What is the Baltic Dry Index?
Even if you follow the markets and global economic news, you still may not be familiar with the Baltic Dry Index (BDI) and why it matters.
The Baltic Dry Index is a dry bulk shipping index that tracks the cost of hauling different materials or commodities. It is issued by the Baltic Exchange in London which was founded in 1744.
The BDI is composed of three separate indices – Capesize, Panamax and Supramax. These three indices track the change in shipping costs for dry bulk on different sizes of boats, Capesize being the largest and Supramax being the smallest.
Shipping brokers give their valuation of freight costs of 20 separate routes to the Baltic Exchange daily. These 20 routes include five for Capesize ships, five for Panamax ships, and ten for Supramax ships. On March 1st, 2018 the BDI was re-weighted to: 40% Capsize, 30% Panamax and 30% Supramax.
Why is the Baltic Dry Index important?
The Baltic Dry Index is important because shipping is an important indicator of how the global economy is doing.
The BDI is a very useful gauge of global trade, and tells you how much it costs to move goods around the world in large ships.
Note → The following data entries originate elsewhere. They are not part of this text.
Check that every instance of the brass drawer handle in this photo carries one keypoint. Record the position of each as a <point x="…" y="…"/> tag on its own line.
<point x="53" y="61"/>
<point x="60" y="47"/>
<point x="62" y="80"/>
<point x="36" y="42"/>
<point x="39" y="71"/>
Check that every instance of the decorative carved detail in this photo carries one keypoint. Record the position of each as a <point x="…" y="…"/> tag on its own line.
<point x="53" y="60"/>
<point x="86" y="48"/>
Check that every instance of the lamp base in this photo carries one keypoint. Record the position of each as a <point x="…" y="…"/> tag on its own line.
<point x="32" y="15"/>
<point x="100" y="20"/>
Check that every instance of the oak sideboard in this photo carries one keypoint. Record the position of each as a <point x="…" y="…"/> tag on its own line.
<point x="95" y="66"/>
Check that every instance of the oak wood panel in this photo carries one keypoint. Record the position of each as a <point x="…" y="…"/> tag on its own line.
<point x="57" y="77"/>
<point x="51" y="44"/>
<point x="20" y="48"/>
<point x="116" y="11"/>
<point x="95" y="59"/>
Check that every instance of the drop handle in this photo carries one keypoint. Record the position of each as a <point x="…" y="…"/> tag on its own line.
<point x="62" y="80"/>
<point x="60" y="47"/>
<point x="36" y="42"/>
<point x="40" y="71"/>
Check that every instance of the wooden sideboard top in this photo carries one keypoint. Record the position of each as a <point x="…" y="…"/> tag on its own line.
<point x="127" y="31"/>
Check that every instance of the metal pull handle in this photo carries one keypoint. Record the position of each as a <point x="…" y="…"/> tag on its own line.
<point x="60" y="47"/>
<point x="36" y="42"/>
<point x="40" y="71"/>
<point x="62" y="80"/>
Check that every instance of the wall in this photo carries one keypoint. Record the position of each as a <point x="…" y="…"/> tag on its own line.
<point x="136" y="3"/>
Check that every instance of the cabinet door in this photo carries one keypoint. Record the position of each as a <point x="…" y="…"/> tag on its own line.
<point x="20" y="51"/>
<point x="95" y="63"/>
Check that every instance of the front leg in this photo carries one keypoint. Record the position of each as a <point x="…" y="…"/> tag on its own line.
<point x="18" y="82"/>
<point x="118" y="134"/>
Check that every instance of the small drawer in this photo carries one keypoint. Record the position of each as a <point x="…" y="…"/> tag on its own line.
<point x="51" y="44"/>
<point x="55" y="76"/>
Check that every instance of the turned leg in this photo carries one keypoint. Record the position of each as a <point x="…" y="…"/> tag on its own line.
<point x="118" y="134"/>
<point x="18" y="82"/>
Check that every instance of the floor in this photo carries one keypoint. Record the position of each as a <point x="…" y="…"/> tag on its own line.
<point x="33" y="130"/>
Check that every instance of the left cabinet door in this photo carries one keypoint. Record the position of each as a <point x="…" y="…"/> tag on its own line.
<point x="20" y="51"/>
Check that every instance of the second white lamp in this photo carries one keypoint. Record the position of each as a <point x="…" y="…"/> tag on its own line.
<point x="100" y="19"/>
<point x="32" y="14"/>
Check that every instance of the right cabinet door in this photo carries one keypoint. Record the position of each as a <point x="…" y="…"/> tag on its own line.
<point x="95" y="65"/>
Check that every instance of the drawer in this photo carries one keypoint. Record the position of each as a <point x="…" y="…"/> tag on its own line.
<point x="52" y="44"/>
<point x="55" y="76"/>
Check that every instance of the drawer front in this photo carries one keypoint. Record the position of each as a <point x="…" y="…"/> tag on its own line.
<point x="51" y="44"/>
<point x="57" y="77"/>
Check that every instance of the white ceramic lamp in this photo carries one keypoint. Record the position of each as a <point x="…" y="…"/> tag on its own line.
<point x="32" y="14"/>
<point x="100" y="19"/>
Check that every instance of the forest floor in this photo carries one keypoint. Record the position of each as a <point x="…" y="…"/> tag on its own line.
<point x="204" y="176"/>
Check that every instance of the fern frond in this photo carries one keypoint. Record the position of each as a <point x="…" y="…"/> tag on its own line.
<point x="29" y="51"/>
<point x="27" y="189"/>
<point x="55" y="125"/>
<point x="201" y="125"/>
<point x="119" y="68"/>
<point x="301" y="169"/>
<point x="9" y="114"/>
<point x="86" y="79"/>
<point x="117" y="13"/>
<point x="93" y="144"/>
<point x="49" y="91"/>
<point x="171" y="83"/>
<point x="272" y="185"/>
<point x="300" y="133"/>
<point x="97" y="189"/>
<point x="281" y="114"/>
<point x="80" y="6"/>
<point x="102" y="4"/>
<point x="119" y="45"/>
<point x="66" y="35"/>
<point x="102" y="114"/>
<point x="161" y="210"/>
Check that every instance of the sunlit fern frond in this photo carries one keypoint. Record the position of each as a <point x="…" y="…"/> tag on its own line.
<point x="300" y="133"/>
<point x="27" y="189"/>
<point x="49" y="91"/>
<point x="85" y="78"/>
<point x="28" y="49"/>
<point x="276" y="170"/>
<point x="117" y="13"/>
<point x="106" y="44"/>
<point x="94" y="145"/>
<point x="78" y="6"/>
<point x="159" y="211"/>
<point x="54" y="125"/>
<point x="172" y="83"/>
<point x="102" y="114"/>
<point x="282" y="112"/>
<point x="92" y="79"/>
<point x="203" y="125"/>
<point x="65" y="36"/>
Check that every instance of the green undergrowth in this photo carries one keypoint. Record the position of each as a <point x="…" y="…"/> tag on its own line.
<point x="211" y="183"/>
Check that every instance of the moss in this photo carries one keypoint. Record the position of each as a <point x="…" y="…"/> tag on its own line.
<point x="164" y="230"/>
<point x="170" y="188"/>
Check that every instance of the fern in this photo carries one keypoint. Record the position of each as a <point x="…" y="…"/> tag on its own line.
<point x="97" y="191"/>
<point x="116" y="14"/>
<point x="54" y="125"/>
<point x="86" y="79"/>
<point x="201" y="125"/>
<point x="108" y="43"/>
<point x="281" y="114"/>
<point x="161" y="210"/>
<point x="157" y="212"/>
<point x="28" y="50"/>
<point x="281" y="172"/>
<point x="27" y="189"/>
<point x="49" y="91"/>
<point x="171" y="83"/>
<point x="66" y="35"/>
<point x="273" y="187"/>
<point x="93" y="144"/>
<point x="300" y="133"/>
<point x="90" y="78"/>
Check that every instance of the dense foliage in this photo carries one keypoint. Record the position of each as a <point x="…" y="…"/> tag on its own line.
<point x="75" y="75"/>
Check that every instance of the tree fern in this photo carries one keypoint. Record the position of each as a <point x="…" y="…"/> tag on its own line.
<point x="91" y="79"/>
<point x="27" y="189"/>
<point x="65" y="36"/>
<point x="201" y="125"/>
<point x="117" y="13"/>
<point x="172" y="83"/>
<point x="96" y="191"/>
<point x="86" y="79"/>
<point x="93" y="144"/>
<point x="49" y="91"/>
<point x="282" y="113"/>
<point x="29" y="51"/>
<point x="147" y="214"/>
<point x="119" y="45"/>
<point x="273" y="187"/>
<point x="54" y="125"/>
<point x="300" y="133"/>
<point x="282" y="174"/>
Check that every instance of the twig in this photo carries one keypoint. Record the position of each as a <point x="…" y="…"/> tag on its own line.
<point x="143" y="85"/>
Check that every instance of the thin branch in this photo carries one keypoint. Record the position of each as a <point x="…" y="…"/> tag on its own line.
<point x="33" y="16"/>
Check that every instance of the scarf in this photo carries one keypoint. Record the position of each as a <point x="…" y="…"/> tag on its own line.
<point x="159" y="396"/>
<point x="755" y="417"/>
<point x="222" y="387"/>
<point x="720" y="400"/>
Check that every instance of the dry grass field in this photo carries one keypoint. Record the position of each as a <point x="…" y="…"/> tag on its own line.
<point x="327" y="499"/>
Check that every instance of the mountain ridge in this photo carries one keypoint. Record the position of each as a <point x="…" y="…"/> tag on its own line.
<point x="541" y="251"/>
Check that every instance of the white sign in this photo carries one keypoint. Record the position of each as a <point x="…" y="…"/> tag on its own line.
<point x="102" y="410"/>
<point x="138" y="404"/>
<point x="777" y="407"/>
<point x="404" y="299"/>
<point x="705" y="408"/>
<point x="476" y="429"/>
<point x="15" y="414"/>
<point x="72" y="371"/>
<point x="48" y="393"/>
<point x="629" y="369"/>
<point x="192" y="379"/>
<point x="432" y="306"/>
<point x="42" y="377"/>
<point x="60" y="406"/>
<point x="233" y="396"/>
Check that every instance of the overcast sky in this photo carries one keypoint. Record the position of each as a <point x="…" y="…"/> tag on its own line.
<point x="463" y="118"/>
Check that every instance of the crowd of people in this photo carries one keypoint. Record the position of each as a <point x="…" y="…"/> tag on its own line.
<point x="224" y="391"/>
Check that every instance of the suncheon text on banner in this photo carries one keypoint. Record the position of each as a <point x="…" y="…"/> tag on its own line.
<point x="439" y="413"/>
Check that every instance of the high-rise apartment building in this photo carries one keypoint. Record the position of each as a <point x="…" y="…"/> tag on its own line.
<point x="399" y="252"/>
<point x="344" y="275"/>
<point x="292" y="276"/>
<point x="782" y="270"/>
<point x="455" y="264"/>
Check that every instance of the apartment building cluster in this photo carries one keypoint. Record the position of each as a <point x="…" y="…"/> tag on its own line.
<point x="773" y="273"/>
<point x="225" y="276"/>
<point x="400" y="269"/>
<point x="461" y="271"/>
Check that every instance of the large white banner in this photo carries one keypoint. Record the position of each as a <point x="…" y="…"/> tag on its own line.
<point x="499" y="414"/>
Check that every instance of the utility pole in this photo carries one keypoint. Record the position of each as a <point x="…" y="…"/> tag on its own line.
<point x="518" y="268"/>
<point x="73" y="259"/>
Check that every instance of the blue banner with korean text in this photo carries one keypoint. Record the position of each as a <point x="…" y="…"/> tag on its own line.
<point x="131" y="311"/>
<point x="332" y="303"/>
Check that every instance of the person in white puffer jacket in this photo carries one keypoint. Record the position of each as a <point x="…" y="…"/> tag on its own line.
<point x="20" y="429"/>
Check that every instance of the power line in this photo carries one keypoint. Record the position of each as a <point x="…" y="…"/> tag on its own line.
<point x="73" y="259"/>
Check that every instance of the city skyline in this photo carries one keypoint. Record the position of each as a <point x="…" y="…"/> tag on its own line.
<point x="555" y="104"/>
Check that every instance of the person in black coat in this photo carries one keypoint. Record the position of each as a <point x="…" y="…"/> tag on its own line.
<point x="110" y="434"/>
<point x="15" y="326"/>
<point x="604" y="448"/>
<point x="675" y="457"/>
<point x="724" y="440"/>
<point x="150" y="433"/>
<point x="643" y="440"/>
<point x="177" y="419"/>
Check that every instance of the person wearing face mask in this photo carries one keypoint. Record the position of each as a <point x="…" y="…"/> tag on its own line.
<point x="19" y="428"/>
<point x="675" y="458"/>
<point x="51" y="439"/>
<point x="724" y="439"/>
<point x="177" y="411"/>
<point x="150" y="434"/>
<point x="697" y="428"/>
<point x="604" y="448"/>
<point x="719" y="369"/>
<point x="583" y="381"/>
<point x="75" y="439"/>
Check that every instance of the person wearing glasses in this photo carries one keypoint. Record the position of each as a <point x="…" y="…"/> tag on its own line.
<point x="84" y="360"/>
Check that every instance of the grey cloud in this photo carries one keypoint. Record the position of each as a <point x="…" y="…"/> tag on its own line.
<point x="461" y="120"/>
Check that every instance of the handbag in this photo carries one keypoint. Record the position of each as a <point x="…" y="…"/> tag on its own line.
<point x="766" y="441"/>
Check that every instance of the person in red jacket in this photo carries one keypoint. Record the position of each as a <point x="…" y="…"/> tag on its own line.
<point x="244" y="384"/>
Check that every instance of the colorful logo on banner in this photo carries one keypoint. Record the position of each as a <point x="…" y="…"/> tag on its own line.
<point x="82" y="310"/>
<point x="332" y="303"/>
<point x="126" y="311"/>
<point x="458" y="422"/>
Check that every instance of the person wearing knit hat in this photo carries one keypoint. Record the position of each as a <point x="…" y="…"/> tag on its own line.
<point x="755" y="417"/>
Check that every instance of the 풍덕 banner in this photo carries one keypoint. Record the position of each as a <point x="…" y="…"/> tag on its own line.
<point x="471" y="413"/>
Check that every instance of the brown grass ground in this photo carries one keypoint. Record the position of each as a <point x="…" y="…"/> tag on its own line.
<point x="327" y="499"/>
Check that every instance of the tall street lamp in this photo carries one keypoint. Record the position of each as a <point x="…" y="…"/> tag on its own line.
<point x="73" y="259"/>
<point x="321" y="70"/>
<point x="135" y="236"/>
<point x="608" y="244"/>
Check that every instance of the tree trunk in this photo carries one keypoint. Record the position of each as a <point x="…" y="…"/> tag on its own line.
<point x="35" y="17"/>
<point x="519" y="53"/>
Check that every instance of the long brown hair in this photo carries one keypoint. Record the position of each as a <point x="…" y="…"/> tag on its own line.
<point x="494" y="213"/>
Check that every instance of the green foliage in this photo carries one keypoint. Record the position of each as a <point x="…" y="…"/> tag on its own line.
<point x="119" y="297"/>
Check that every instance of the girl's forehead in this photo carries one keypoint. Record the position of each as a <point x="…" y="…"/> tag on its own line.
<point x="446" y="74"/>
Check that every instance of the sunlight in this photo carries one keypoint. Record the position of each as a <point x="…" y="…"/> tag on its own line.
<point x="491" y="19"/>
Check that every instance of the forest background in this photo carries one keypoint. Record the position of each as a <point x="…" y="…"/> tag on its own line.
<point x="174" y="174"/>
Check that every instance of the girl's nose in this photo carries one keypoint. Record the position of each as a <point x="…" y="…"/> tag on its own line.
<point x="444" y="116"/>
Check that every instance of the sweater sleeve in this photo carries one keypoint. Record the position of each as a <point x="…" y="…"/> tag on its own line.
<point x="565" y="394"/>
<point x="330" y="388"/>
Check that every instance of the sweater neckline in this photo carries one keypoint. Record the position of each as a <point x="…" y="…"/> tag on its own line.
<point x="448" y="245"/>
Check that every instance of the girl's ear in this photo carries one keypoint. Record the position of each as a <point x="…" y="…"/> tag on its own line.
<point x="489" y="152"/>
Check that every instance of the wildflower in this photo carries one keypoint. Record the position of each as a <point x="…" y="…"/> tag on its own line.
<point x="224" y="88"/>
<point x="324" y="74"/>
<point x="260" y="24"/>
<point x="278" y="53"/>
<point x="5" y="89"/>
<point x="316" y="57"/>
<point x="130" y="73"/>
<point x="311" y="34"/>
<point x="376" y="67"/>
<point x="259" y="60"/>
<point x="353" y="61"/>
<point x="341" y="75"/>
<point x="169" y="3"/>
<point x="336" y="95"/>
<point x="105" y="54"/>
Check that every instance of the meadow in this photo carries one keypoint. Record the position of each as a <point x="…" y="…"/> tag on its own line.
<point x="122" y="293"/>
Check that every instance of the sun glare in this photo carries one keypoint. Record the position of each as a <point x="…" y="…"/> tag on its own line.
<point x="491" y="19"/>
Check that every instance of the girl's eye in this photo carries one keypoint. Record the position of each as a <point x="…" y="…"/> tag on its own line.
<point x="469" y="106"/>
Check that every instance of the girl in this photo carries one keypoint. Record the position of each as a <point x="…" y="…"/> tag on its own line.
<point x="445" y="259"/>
These goods can be pretty much anything: iron ore, grain, coal, rhodium, silver, copper, and so on. Stuff the world needs to continue developing and building.
As such, analysts whose job is to predict the health and future of the global economy like to pay close attention to it.
It is commonly used as a so-called canary in the coal mine for the state of the world economy and how well international trade is doing. If the price of the BDI is low, it suggests that trade is slowing down.
This matters because BDI drops have historically predicted economic crashes.